My first hypothesis, if there is no simple explanation in the maths, would be simply the obvious one that the virus spread peaked before the shutdown for other reasons – either because of steps taken voluntarily or because other factors in the virus’s lifecycle caused it to do so – climate (as with colds) or speed of spread, or something we don’t know about (this would also explain why similar peaks and declines have been seen in countries without lockdowns). It also ties in with other indications that the progress of the virus generally pays little regard to lockdowns:
https://www.timesofisrael.com/top-israeli-prof-claims-simple-stats-show-virus-plays-itself-out-after-70-days/
https://www.thecollegefix.com/university-researchers-find-no-additional-decline-in-coronavirus-infection-rate-from-lockdowns/
https://www.rki.de/DE/Content/Infekt/EpidBull/Archiv/2020/Ausgaben/17_20_SARS-CoV2_vorab.pdf?__blob=publicationFile#page=5
typo: “that many more people could XXX as a result of the lockdown than will die from coronavirus.”

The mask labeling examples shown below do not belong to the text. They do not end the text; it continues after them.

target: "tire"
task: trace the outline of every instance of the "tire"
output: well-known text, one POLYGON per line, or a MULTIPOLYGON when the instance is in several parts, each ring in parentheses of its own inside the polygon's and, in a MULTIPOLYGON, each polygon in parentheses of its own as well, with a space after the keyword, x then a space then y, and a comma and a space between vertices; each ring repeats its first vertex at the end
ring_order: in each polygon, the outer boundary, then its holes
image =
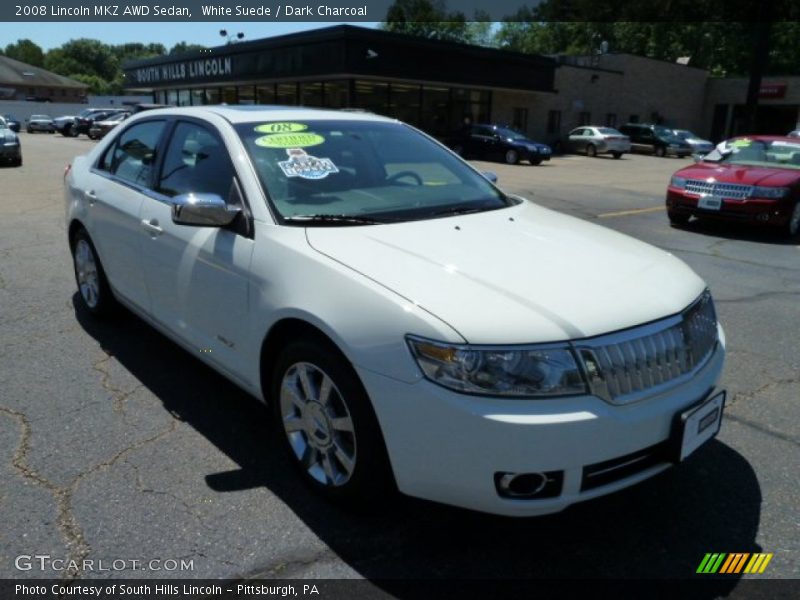
POLYGON ((795 238, 800 233, 800 201, 795 202, 789 222, 784 226, 786 237, 795 238))
POLYGON ((372 405, 331 342, 309 336, 287 344, 272 369, 270 400, 289 457, 313 489, 361 510, 383 507, 394 497, 372 405))
POLYGON ((692 215, 667 209, 667 218, 673 227, 682 227, 689 222, 692 215))
POLYGON ((117 301, 108 285, 97 250, 85 229, 72 238, 72 266, 81 305, 92 315, 108 317, 117 309, 117 301))

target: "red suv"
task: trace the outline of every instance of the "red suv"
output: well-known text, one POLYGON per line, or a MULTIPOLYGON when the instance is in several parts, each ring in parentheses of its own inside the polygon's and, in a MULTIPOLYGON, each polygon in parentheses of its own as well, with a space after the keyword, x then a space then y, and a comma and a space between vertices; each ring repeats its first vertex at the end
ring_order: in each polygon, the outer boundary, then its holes
POLYGON ((746 136, 719 144, 677 171, 667 188, 673 225, 690 217, 755 221, 800 231, 800 140, 746 136))

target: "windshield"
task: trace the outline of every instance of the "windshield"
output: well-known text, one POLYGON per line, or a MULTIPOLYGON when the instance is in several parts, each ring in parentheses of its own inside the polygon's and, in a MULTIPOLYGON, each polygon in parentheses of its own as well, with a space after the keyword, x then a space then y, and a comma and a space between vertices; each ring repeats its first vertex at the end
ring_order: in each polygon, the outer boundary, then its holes
POLYGON ((513 203, 461 159, 401 123, 261 122, 236 130, 284 220, 388 223, 513 203))
POLYGON ((521 131, 514 129, 513 127, 498 127, 497 133, 499 133, 504 138, 509 138, 512 140, 526 140, 528 136, 526 136, 521 131))
POLYGON ((800 169, 800 142, 747 138, 728 140, 719 144, 703 160, 731 165, 800 169))

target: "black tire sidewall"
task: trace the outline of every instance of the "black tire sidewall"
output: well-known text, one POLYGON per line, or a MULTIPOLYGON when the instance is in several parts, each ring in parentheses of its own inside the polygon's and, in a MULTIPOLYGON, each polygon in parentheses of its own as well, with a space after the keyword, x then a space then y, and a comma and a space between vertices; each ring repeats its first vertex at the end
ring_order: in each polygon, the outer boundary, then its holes
POLYGON ((378 420, 353 367, 332 343, 316 337, 303 337, 290 342, 275 360, 269 385, 275 429, 287 455, 306 483, 328 499, 349 508, 368 510, 387 500, 394 489, 394 480, 378 420), (326 486, 311 477, 295 456, 284 431, 280 406, 281 381, 289 367, 298 362, 313 364, 324 371, 333 380, 350 412, 356 439, 356 466, 350 479, 341 486, 326 486))
POLYGON ((97 316, 97 317, 108 317, 111 316, 116 308, 117 303, 114 299, 114 294, 111 291, 111 287, 108 285, 108 279, 106 278, 105 270, 103 270, 103 265, 100 262, 100 257, 97 255, 97 249, 94 247, 92 243, 92 239, 89 237, 89 234, 86 232, 85 229, 79 229, 72 238, 71 244, 72 250, 72 271, 75 274, 75 285, 78 287, 78 296, 80 297, 81 306, 87 310, 89 313, 97 316), (92 251, 92 255, 94 256, 94 264, 97 267, 97 284, 99 288, 99 298, 97 301, 96 306, 89 306, 86 303, 86 300, 83 297, 80 289, 80 282, 78 281, 78 267, 75 264, 75 248, 78 246, 78 242, 80 240, 86 241, 89 244, 89 248, 92 251))

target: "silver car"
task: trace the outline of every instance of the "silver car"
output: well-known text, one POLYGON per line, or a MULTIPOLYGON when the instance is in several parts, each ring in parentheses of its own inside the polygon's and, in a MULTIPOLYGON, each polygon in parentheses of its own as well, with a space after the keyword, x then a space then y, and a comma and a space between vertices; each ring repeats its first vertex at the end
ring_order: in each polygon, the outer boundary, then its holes
POLYGON ((619 158, 631 151, 631 140, 613 127, 584 125, 569 132, 568 146, 572 152, 586 152, 588 156, 610 154, 619 158))
POLYGON ((704 140, 688 129, 673 129, 673 133, 692 147, 695 154, 708 154, 714 149, 714 143, 704 140))

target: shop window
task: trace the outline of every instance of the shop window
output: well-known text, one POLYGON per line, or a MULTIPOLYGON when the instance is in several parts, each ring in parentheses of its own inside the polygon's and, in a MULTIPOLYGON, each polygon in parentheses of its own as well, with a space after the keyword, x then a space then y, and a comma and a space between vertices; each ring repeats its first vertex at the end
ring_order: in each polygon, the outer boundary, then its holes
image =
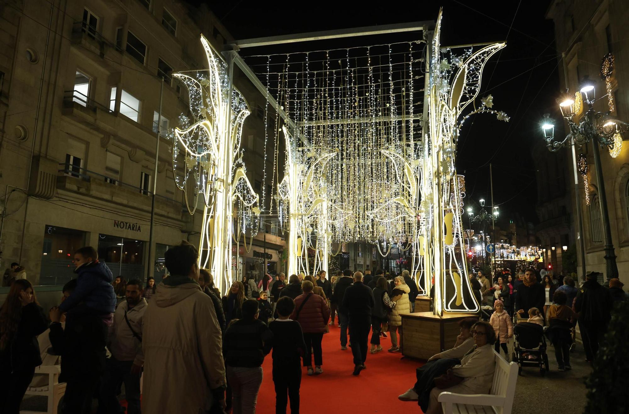
POLYGON ((144 247, 142 240, 106 234, 99 235, 98 259, 104 262, 114 277, 144 280, 144 247))
MULTIPOLYGON (((157 111, 153 111, 153 132, 157 133, 157 123, 159 121, 159 113, 157 111)), ((160 128, 159 135, 162 137, 168 137, 169 126, 170 121, 167 118, 162 115, 162 126, 160 128)))
POLYGON ((118 184, 120 179, 120 164, 122 159, 109 151, 107 152, 106 164, 105 164, 105 182, 109 184, 118 184))
MULTIPOLYGON (((64 285, 76 277, 74 252, 86 245, 86 232, 52 225, 44 228, 40 285, 64 285)), ((28 269, 27 269, 28 271, 28 269)))
POLYGON ((86 145, 85 142, 68 137, 68 143, 65 150, 65 172, 72 177, 79 177, 81 170, 84 168, 86 145))
POLYGON ((97 16, 88 9, 85 8, 83 9, 83 25, 82 30, 87 33, 87 36, 95 38, 96 33, 98 32, 98 23, 100 19, 97 16))
POLYGON ((164 14, 162 15, 162 26, 173 36, 177 34, 177 19, 166 9, 164 9, 164 14))
POLYGON ((92 80, 79 70, 76 71, 74 77, 74 91, 72 92, 72 101, 79 105, 87 106, 89 102, 89 92, 91 89, 92 80))
POLYGON ((144 64, 147 58, 147 45, 130 30, 126 33, 126 50, 131 57, 142 64, 144 64))

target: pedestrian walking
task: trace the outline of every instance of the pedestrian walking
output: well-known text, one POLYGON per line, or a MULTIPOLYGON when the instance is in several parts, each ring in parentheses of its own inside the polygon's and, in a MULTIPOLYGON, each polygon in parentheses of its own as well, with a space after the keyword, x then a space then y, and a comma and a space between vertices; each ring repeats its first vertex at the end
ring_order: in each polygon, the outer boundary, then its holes
POLYGON ((301 325, 304 333, 304 340, 306 342, 304 366, 308 375, 323 373, 321 367, 323 364, 321 342, 323 339, 323 334, 328 332, 328 320, 330 319, 330 308, 327 302, 322 296, 315 294, 313 288, 312 282, 304 281, 301 285, 304 293, 295 299, 295 310, 291 315, 291 319, 296 320, 301 325), (314 370, 313 354, 314 354, 314 370))
POLYGON ((242 304, 242 318, 225 331, 223 353, 231 388, 233 414, 255 414, 262 383, 262 362, 272 347, 273 333, 258 320, 258 301, 242 304))
POLYGON ((555 291, 553 304, 548 308, 546 316, 548 325, 546 335, 555 347, 555 359, 559 366, 558 370, 561 371, 572 369, 570 347, 572 344, 572 327, 577 320, 577 314, 571 308, 565 306, 567 299, 565 293, 555 291))
POLYGON ((19 411, 35 367, 42 364, 37 335, 47 327, 33 285, 13 281, 0 308, 0 413, 19 411))
POLYGON ((389 313, 389 331, 391 335, 391 347, 389 352, 401 352, 401 350, 398 342, 398 332, 399 332, 400 344, 402 340, 402 313, 410 313, 411 302, 408 299, 408 293, 410 288, 406 284, 402 276, 398 276, 393 279, 394 287, 391 292, 391 300, 395 302, 395 306, 389 313))
POLYGON ((273 333, 273 383, 276 390, 276 414, 286 414, 291 400, 291 414, 299 413, 301 355, 306 353, 301 326, 290 319, 295 303, 290 298, 277 301, 279 317, 269 324, 273 333))
POLYGON ((118 390, 125 383, 127 414, 140 414, 140 378, 144 365, 142 327, 147 301, 142 298, 142 283, 134 279, 126 284, 126 300, 114 313, 109 327, 107 347, 111 357, 107 360, 101 382, 98 413, 124 413, 118 400, 118 390))
POLYGON ((359 375, 365 367, 367 342, 371 328, 371 311, 374 305, 374 294, 369 286, 362 283, 360 272, 354 273, 353 284, 345 289, 342 303, 343 311, 348 316, 354 362, 352 374, 359 375))
POLYGON ((587 280, 577 292, 574 308, 579 315, 579 327, 586 351, 586 361, 591 362, 598 352, 611 318, 611 295, 598 283, 601 274, 589 272, 587 280))
POLYGON ((147 414, 225 407, 221 328, 212 299, 199 286, 198 255, 187 242, 166 251, 170 276, 157 286, 144 314, 142 411, 147 414))
POLYGON ((389 298, 387 291, 387 281, 384 277, 379 277, 376 286, 372 292, 374 294, 374 309, 371 313, 371 344, 370 354, 376 354, 382 350, 380 346, 380 333, 383 323, 389 320, 389 312, 395 306, 395 303, 389 298))
POLYGON ((343 271, 343 276, 337 279, 337 286, 334 288, 334 300, 337 303, 337 311, 338 313, 338 322, 341 325, 340 340, 341 349, 347 349, 347 328, 349 323, 349 317, 347 310, 343 304, 343 299, 345 291, 353 283, 352 277, 352 271, 346 269, 343 271))
POLYGON ((504 310, 504 305, 501 301, 496 301, 494 303, 494 313, 489 318, 489 323, 496 332, 494 344, 496 352, 500 354, 500 348, 502 347, 504 352, 504 359, 508 362, 509 349, 507 348, 507 344, 513 336, 513 323, 511 323, 511 316, 504 310))

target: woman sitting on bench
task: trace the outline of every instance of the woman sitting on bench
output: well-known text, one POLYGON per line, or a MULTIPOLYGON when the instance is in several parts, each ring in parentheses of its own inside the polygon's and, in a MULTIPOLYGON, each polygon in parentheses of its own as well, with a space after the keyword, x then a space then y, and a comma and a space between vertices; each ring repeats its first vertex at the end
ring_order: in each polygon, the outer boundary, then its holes
POLYGON ((470 330, 477 322, 477 320, 474 318, 466 318, 459 322, 461 330, 454 347, 433 355, 426 364, 418 368, 415 372, 417 377, 415 385, 398 398, 401 401, 416 401, 422 411, 426 412, 430 391, 435 386, 433 382, 435 378, 445 374, 452 366, 460 364, 461 358, 474 347, 474 339, 470 330))
POLYGON ((491 325, 484 321, 474 323, 471 332, 474 347, 463 357, 460 365, 452 367, 448 370, 446 376, 435 381, 437 386, 430 391, 430 401, 426 414, 442 412, 442 405, 437 401, 442 393, 487 394, 491 389, 496 369, 492 347, 496 342, 496 333, 491 325), (440 379, 442 379, 440 381, 440 379))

Thank you for your sober thought and a great piece.
Kelly
Originally the exit strategy was universal covid vaccination, but that does not look realistic. More profits can be made selling test kits. Politicians are now sold on the idea of massive testing to control spreading the virus. The next step is to initiate the China protocol to identify who can be released from isolation.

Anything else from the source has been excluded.